To the Marjane, the Public Bath and more!

As we tackle a new language in a completely foreign culture, it is a welcome escape to enjoy some comic relief. Sunday was one such day. Sunday was field trip day. You may ask yourself, “Self… do these youngsters have any day off at all?” The answer is a big, fat, resounding NO!!! The field trip, however, provided a great cultural experience and was really fun. So, although it may not have been a day off per se, it did provide a much needed break from classes. And besides, we have been waiting to do some foreign store exploring after all!!!

Our excursion began with a nice stroll to the local bus station, which is conveniently located at the end of our street. When we arrived, there were about 12 locals of various ages, shapes and sizes.
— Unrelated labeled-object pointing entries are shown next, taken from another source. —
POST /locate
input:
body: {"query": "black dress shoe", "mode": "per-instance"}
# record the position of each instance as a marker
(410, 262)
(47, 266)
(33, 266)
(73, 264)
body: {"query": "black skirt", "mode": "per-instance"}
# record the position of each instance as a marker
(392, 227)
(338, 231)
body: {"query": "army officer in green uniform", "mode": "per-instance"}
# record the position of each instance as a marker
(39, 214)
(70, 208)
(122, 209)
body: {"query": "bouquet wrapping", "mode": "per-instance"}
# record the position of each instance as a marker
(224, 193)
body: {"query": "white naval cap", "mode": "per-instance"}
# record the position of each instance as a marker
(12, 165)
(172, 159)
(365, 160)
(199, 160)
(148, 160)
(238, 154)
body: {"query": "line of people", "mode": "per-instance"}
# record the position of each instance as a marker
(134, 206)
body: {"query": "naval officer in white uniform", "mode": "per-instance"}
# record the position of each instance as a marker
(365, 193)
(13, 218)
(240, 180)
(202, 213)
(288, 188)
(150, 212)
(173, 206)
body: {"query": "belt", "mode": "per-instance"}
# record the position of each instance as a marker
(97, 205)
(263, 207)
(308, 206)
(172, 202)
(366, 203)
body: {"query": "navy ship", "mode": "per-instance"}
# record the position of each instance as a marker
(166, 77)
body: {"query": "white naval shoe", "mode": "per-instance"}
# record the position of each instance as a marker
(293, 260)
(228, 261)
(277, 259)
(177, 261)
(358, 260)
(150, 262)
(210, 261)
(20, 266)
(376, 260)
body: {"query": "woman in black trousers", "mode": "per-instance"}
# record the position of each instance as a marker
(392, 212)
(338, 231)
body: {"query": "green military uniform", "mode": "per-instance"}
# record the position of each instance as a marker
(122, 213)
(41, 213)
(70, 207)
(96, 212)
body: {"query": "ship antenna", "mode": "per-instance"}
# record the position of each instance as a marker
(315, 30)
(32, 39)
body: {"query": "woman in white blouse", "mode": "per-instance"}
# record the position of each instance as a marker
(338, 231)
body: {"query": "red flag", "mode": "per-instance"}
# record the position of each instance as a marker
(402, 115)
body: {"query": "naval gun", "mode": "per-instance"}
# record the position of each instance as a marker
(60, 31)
When the bus came, the “mirican”s started to automatically form a nice and orderly line so as to board in a proper turn and fashion… LA!!!! (“la” means no in Darija) As soon as the bus doors opened, it was as if someone lit a fire under the people behind us!!! Our orderly line was dashed to pieces and “mirican”s were sent flying in all directions as the lovely little old ladies elbowed and shoved their way onto the bus ahead of all the stunned visitors! Your authors being among those left in the wake!!! Clay actually took an elbow shot in the ribs from what appeared to be an 85 year old lady! There is no need to say, “No, please go ahead.” Chivalry is not paramount here. So after a quick check of Clay’s now bruised ribs, we made it on board the bus. Now, based upon the behavior of the patrons trying to board this particular bus, you may think that there was a shortage of seats. However, the truth of the matter was, that there were seats for everyone to actually sit and there was no need to push, shove or otherwise injure Clay. Once again, we learn by doing and this was certainly a trial by fire. The money-taker sits in the front row and gives you a ticket after you pay. If you pay with a large bill, you will receive a disgusting look from the money-man as he will have to actually count change and that is just taxing! The price of our bus ticket to the Marjone was about 50 cents US per person. Our ride did not include many stops and the trip was a pleasant 20 minutes or so. However, we could have stayed aboard the bus and gone to Fes for the same price.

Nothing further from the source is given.